L 16 AS 782/16

Land
Freistaat Bayern
Sozialgericht
Bayerisches LSG
Sachgebiet
Grundsicherung für Arbeitsuchende
Abteilung
16
1. Instanz
SG München (FSB)
Aktenzeichen
S 45 AS 2052/14
Datum
2. Instanz
Bayerisches LSG
Aktenzeichen
L 16 AS 782/16
Datum
3. Instanz
Bundessozialgericht
Aktenzeichen
-
Datum
-
Kategorie
Urteil
Leitsätze
1. Voraussetzung für den Ersatzanspruch nach § 34 SGB II ist, dass die Leistungen, für die ein Ersatz geltend gemacht wird, rechtmäßig gewährt wurden, d.h. mit dem materiellen Recht in Einklang standen.
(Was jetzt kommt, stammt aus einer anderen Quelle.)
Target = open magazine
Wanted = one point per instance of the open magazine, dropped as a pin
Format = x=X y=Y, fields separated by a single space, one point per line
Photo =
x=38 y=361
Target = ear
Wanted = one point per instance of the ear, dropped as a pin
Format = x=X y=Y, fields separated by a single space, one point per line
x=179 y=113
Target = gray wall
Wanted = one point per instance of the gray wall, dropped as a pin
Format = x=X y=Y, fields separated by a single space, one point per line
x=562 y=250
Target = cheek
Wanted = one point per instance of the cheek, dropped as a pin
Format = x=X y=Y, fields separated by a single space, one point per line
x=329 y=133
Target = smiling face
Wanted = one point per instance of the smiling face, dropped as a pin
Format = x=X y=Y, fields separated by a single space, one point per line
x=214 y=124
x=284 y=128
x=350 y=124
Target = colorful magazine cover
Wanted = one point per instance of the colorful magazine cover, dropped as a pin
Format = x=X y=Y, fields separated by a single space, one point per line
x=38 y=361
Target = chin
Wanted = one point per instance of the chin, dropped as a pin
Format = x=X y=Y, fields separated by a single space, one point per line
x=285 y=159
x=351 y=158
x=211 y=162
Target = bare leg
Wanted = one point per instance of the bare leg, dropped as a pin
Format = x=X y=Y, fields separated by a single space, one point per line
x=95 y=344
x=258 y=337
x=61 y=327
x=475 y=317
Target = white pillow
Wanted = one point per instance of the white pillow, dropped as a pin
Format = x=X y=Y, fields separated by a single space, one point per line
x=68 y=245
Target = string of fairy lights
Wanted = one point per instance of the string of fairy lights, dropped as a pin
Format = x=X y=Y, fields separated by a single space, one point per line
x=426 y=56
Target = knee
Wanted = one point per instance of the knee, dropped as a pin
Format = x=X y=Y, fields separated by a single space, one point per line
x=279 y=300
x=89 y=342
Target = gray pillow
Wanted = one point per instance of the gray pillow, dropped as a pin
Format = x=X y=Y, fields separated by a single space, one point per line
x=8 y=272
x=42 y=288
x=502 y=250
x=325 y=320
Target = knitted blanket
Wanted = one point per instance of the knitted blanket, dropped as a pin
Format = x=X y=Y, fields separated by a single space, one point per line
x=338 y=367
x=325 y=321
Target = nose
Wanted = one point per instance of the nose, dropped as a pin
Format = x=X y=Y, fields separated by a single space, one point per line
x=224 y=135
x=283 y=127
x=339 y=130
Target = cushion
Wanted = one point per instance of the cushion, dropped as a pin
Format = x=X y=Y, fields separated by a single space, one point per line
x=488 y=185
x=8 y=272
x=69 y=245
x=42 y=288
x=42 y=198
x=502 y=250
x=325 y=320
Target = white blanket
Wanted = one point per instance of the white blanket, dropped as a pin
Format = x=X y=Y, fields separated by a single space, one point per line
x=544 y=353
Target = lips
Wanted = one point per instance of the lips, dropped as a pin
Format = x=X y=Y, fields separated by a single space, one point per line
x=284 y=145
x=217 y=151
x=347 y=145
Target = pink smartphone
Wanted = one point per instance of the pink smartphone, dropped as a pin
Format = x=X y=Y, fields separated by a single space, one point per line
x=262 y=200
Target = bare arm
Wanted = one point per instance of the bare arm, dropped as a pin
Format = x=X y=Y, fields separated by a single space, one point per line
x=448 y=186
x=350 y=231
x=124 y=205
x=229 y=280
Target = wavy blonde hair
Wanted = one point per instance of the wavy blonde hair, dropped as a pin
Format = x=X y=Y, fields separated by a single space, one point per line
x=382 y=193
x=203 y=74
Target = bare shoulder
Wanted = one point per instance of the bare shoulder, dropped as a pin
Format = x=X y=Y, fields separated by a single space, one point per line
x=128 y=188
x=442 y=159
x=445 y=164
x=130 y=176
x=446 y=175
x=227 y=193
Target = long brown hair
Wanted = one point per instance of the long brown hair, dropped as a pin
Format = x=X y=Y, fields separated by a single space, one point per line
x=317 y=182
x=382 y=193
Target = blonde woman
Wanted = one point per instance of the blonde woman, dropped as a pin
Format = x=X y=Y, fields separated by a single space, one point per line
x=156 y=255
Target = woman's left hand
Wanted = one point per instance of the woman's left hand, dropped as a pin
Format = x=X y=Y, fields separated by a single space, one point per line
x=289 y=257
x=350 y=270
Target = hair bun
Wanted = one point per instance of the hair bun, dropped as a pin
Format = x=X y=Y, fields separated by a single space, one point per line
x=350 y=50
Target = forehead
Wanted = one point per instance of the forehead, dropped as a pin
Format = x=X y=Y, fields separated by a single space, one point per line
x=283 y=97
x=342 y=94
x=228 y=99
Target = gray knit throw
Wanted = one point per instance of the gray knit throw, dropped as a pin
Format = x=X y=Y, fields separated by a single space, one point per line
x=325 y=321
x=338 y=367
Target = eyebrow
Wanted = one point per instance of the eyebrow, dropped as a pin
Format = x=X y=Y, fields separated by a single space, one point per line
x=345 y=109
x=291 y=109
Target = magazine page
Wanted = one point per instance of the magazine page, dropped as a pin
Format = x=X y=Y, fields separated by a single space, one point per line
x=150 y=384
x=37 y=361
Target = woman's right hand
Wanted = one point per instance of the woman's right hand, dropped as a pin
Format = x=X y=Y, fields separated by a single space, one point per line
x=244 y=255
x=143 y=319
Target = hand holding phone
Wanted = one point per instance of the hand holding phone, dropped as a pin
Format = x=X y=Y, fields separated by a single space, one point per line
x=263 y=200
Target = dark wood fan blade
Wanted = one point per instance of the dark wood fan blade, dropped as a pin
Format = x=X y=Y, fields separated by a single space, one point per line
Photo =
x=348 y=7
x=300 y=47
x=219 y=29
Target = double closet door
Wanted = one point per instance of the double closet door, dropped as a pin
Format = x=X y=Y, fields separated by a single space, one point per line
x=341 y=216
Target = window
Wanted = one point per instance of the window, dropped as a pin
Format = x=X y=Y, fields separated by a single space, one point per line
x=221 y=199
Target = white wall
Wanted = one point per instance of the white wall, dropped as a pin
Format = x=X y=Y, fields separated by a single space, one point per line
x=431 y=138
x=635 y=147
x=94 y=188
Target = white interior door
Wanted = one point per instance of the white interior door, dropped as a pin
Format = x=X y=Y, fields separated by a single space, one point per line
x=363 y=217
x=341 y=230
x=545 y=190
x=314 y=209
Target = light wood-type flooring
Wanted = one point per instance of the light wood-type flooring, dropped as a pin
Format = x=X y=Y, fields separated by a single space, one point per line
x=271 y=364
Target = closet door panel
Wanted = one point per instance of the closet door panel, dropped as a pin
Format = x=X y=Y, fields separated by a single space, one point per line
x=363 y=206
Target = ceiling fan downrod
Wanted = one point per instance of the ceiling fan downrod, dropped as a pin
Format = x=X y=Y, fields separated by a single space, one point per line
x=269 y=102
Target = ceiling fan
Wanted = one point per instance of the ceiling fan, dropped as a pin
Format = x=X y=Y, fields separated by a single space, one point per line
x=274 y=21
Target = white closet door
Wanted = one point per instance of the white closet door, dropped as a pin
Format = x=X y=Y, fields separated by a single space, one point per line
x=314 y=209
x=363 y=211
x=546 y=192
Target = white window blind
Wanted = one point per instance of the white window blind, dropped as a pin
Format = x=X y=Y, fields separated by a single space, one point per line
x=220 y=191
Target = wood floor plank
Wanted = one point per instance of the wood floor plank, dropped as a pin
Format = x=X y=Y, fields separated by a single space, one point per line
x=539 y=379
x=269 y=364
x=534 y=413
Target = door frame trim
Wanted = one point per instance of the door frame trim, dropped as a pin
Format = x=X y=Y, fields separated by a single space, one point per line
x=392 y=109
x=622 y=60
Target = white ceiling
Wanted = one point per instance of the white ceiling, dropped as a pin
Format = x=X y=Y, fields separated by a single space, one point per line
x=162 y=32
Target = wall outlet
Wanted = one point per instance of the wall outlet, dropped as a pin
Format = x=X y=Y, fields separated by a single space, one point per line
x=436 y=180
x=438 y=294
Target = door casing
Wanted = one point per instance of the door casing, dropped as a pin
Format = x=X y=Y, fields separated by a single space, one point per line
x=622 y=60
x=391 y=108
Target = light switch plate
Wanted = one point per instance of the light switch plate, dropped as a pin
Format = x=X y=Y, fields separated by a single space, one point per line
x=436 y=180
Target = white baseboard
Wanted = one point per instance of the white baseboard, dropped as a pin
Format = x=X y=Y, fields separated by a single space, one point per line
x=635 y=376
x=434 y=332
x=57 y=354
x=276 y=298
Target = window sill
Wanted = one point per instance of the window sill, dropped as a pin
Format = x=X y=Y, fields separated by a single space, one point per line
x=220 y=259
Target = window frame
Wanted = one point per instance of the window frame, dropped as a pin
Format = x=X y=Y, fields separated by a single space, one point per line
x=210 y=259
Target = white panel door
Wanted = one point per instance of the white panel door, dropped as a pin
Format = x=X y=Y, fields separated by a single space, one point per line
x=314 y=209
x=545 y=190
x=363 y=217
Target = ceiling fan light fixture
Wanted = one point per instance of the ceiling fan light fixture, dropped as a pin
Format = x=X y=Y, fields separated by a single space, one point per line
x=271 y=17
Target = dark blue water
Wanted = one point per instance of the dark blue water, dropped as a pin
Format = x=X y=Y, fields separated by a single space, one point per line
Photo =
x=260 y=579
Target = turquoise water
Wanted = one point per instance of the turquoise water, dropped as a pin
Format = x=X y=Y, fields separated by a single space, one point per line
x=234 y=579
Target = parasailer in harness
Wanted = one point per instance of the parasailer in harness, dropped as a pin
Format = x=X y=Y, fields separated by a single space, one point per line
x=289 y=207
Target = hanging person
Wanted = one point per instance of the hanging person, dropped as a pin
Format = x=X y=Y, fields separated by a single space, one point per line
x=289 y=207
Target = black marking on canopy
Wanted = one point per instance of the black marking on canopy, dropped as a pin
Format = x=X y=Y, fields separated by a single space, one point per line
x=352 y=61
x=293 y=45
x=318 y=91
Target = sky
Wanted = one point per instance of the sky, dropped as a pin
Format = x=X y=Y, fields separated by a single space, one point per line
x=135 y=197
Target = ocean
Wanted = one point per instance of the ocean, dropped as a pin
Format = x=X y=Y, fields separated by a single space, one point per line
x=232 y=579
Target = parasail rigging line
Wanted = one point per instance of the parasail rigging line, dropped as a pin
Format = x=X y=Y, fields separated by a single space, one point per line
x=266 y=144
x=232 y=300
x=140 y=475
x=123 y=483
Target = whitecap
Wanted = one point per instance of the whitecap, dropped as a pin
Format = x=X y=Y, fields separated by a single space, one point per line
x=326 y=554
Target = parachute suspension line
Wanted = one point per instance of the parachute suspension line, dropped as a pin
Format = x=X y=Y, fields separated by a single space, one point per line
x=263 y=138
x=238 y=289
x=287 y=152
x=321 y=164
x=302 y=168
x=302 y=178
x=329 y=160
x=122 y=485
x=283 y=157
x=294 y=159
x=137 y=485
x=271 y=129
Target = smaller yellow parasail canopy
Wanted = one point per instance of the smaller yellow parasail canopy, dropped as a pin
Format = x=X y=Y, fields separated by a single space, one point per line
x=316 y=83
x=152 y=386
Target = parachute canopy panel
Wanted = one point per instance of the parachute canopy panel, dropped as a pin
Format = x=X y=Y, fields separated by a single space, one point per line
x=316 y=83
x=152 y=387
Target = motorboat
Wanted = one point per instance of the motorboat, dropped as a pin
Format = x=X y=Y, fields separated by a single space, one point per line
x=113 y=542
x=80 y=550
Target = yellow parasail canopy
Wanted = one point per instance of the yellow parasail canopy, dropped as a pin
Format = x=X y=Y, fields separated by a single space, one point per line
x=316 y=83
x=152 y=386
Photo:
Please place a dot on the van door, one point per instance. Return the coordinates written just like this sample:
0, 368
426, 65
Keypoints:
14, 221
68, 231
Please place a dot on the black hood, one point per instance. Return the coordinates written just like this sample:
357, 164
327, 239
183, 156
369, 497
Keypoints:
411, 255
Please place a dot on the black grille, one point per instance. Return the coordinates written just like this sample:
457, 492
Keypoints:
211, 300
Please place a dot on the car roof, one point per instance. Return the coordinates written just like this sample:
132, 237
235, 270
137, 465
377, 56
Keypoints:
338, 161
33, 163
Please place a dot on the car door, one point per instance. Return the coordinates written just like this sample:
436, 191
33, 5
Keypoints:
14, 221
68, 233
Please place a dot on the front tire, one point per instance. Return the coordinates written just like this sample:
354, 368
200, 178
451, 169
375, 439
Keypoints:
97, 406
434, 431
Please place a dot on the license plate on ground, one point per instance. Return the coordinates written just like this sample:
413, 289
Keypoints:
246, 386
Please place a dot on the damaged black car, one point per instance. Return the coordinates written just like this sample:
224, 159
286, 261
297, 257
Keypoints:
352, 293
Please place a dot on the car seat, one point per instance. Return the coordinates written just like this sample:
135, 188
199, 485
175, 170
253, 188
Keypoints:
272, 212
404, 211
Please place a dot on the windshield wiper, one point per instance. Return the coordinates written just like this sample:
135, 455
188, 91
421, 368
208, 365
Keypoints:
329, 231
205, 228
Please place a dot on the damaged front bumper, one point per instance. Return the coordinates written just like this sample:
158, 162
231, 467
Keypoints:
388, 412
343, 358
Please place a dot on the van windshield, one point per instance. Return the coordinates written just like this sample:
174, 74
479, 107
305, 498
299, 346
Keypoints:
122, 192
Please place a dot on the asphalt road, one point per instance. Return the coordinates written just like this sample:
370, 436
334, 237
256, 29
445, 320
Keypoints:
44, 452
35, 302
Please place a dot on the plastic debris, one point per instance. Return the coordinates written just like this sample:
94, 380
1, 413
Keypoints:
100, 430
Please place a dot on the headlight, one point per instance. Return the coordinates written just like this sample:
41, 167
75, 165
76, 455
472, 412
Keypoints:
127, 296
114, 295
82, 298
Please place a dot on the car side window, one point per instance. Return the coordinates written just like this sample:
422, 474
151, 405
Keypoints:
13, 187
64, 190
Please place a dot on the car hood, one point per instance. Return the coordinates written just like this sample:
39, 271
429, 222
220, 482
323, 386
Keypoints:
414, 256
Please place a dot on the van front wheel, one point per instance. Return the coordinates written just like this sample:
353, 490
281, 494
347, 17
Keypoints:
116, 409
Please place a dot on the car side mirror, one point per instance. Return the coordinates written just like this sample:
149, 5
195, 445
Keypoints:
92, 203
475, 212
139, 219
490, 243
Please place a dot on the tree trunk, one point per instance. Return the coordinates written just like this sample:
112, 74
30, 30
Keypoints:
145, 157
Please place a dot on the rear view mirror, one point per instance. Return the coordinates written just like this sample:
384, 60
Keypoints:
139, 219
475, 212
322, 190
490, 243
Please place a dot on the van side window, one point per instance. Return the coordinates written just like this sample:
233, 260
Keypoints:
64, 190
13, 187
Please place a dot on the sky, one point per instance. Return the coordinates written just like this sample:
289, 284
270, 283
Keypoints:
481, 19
Dies ergibt sich aus dem Wortlaut der Vorschrift, der Gesetzessystematik, einer historischen Auslegung sowie nach dem Willen des Gesetzgebers.
2. Ein Erstattungsanspruch besteht nicht, wenn die Leistung nicht zu gewähren war, weil der Kläger über verwertbares Vermögen verfügte. Auf die Frage, ob dem Kläger ein sozialwidriges Verhalten vorgeworfen werden kann, kommt es dann nicht an.
I. Auf die Berufung werden das Urteil des Sozialgerichts München vom 29. September 2016 und der Bescheid vom 23.06.2014 in der Gestalt des Widerspruchsbescheids vom 28.07.2014 aufgehoben.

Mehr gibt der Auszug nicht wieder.